The Doctor explains to Ace that to become active and reach critical mass, the statue needs to be whole, which it will be when the bow and arrow are placed into its hands. "I have the bow," points out De Flores, but where is the arrow? The viewer knows that Lady Peinforte has it, and the Doctor knows that Lady Peinforte is about somewhere, so all he has to do is stop the Tudor tigress and the Nazi ne'er-do-well getting their hands on the devastating power the statue wields. That can't be too hard, can it...?

... And then the Cybermen land a spaceship next door and the entire game is changed, stepping up several notches and raising the risks considerably.

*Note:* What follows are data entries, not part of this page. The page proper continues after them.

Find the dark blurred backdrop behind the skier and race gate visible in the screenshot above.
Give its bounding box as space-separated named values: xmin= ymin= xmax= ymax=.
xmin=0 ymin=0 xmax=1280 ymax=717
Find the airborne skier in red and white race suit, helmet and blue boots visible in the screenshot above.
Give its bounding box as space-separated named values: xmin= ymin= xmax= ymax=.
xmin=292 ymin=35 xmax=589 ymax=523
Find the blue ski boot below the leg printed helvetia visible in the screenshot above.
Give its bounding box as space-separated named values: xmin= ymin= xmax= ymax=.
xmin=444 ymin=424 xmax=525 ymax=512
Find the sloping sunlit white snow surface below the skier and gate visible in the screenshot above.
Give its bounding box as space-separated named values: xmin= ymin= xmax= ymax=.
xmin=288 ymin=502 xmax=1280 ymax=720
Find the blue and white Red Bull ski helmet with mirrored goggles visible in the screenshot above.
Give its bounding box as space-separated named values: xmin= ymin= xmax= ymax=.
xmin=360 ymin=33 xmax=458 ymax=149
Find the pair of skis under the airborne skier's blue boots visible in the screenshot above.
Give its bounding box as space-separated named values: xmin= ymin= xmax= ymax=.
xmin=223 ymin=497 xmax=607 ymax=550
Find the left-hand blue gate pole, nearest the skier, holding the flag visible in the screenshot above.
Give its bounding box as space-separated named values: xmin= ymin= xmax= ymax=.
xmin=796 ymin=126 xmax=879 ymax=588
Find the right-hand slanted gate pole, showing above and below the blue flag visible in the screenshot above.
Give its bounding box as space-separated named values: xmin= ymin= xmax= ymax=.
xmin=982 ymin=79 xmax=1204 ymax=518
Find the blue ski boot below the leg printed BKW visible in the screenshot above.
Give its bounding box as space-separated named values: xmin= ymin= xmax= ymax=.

The Cybermen are extremely silvery - this is the silver anniversary after all - and their sudden, unexpected, unheralded appearance makes for a memorable cliffhanger.

This episode is incredibly choppy, even for a McCoy story, both in the way it's edited and how writer Kevin Clarke's narrative zips from place to place, time to time, never in one place long enough to lick a stamp. It's flashy and colourful, intriguing and exciting, but doesn't allow the viewer to settle long enough to invest in what's happening. A South American villa! Nazis! A Stuart noblewoman! A comet in space! Courtney Pine! The Queen! Cybermen! It's all so frenetic and disparate, like a classic Who version of Flux. It's not unenjoyable, just difficult to get invested in. It'll be interesting to see where it goes now there's a classic monster in the mix!

First broadcast: November 23rd, 1988

Steve's Scoreboard
The Good: The scenes set in 1638 look gorgeous.
The Bad: It's all over the place, making it difficult to keep up amid the frenzy of people, places and times.